“Don’t tell any more—don’t say anything—until you feel able,” she said. “You’re tired.”
“No!” answered Ransford. “I’d rather say what I have to say now—just now! I’ve wanted to tell both of you what all this was, what it meant, everything about it, and until today, until within the last few hours, it was impossible, because I didn’t know everything. Now I do! I even know more than I did an hour ago. Let me tell you now and have done with it. Sit down there, both of you, and listen.”
He pointed to a sofa near the hearth, and the brother and sister sat down, looking at him wonderingly. Instead of sitting down himself he leaned against the edge of the table, looking down at them.

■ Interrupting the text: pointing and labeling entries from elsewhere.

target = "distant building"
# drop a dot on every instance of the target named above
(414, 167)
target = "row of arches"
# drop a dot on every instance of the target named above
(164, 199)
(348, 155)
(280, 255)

“I shall have to tell you some sad things,” he said diffidently. “The only consolation is that it’s all over now, and certain matters are, or can be, cleared and you’ll have no more secrets. Nor shall I! I’ve had to keep this one jealously guarded for seventeen years! And I never thought it could be released as it has been, in this miserable and terrible fashion! But that’s done now, and nothing can help it. And now, to make everything plain, just prepare yourselves to hear something that, at first, sounds very trying. The man whom you’ve heard of as John Braden, who came to his death—by accident, as I now firmly believe—there in Paradise, was, in reality, John Brake—your father!”
Ransford looked at his two listeners anxiously as he told this. But he met no sign of undue surprise or emotion. Dick looked down at his toes with a little frown, as if he were trying to puzzle something out; Mary continued to watch Ransford with steady eyes.
“Your father—John Brake,” repeated Ransford, breathing more freely now that he had got the worst news out. “I must go back to the beginning to make things clear to you about him and your mother. He was a close friend of mine when we were young men in London; he a bank manager; I, just beginning my work. We used to spend our holidays together in Leicestershire. There we met your mother, whose name was Mary Bewery. He married her; I was his best man. They went to live in London, and from that time I did not see so much of them, only now and then. During those first years of his married life Brake made the acquaintance of a man who came from the same part of Leicestershire that we had met your mother in—a man named Falkiner Wraye. I may as well tell you that Falkiner Wraye and Stephen Folliot were one and the same person.”
Ransford paused, observing that Mary wished to ask a question.
“How long have you known that?” she asked.